I got quite exited about “supports a range of formats” because I use both jq and yq (badly) regularly, and was hoping I could replace both with a single tool. Alas, YAML is not one of the supported formats, so I’d still be stuck with two tools—and even more different ones.
I like articles like this. Who knows how much traction this will gain but that’s not really the point, is it? This team had a need, the existing solutions didn’t fit that need, so they built their own, borrowing the good ideas from the tools they tried.
Having said that, while I don’t like jq’s syntax, I’m also not a big fan of sql’s either hah. Words like over don’t feel natural to me and I worry that the overlap with sql will lead to a different confusion than the confusion of jq’s APL-like syntax. Maybe I’m wrong tho and should try this out first!
I don’t need to mess with large JSON data often, but I’d be tempted to use something like datasette’s sqlite-utils which converts JSON into a sqlite DB and then you can do whatever you want and have a nice reliable format, that won’t go anywhere and the tooling really opens up, from using datasette directly, or SQL queries directly(since SQLite supports JSON directly now), etc.
i.e. The overall goal is converting large JSON blobs into something easy to consume and then have fun using your normal tools. I’m sure one could use PG or MySQL or whatever database you already use a lot of. SQLite is just my personal fav.
One of the better examples of this is probably gron: https://github.com/tomnomnom/gron
You just made my life better! gron is awesome! I had to read the help(which is also amazing), -s is very useful for dealing with json log files. I think I now like this better than my method!
Maybe you would like this: Reading and querying JSON, YAML, CBOR, HTML, MIME, INI, ASN.1 and XML in a uniform way
For filtering/transformations you can use various languages including SQL, AWK, Scheme…
Interesting!
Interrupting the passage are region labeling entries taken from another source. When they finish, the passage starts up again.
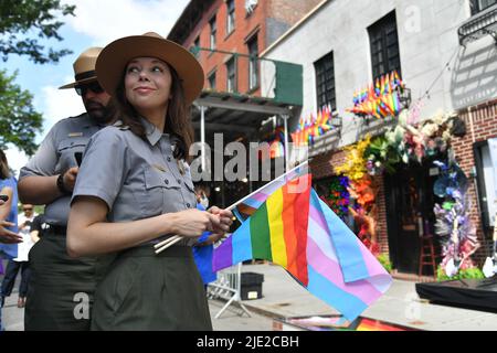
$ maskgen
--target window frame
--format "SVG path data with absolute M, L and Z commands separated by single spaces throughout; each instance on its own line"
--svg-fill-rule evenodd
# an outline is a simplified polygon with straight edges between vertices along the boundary
M 216 40 L 216 35 L 218 35 L 218 21 L 216 21 L 216 15 L 214 14 L 210 20 L 209 20 L 209 49 L 211 51 L 215 51 L 216 46 L 218 46 L 218 40 Z
M 235 2 L 226 0 L 226 36 L 235 30 Z
M 211 71 L 208 74 L 208 83 L 209 83 L 209 88 L 215 90 L 216 89 L 216 82 L 218 82 L 218 75 L 216 75 L 218 69 L 214 68 L 213 71 Z M 212 85 L 212 77 L 214 78 L 214 85 Z
M 255 55 L 252 55 L 252 44 L 255 43 Z M 258 67 L 258 39 L 257 34 L 246 41 L 248 52 L 248 92 L 255 90 L 260 86 L 260 67 Z M 253 82 L 255 79 L 255 82 Z
M 230 75 L 230 65 L 233 64 L 233 75 Z M 237 86 L 236 86 L 236 57 L 233 55 L 225 62 L 226 67 L 226 92 L 228 93 L 236 93 Z M 233 87 L 230 89 L 230 79 L 233 77 Z
M 487 182 L 485 178 L 484 171 L 484 149 L 489 149 L 488 140 L 478 141 L 473 145 L 473 156 L 475 158 L 475 168 L 476 168 L 476 181 L 478 184 L 478 201 L 479 201 L 479 210 L 480 210 L 480 218 L 482 225 L 484 227 L 485 233 L 491 233 L 491 217 L 494 214 L 490 214 L 488 193 L 487 193 Z M 491 162 L 491 161 L 490 161 Z M 497 210 L 494 210 L 497 211 Z M 495 220 L 494 220 L 495 221 Z
M 329 64 L 328 66 L 327 63 Z M 316 79 L 317 108 L 321 109 L 322 107 L 329 105 L 331 110 L 337 109 L 334 51 L 314 62 L 314 72 Z
M 486 9 L 493 7 L 497 3 L 497 1 L 494 0 L 495 1 L 494 3 L 482 7 L 480 1 L 493 1 L 493 0 L 469 0 L 469 10 L 470 10 L 472 17 L 475 14 L 478 14 L 479 12 L 485 11 Z
M 395 10 L 368 28 L 373 82 L 396 71 L 402 76 L 399 29 Z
Thanks for sharing.
Like NoahTheDuke, I also like articles like this, that show and lay out the thinking behind the conclusion, and along the way, impart knowledge about the topic at hand. So I enjoyed reading this very much. Before I continue, my disclaimer is that I’m on the learning journey with jq and am by no means an expert.
While reading the article a couple of things struck me.
As well as not really having heard of the phrase “stateless dataflow” before (and googling it only elicited a small number of results) I sort of grokked what was meant. However, I think one thing that is worth thinking about for a second is that jq is designed to operate on discrete JSON values. From the jq manual: “The input to jq is parsed as a sequence of whitespace-separated JSON values which are passed through the provided filter one at a time.”. So this [1,2,3] [4,5,6] example in the article is not valid JSON. It’s two valid JSON values, one after the other. At least for me, this partially contextualises the computational model and helps it make more sense to me.
Moreover, the solution to adding the numbers up in the example above, which is given as jq -s '[. | add] | add', is perhaps a little contrived. To help the mental model, the syntactic sugar of map helps a lot, not only to reduce noise, but also to relate the computation to an arguably well-known function (map). So the solution turns into a much simpler jq -s 'map(add) | add'.
jq -s '[. | add] | add'
jq -s 'map(add) | add'
Anyway, this should not detract from the article nor from their conclusions with zq - more power to them!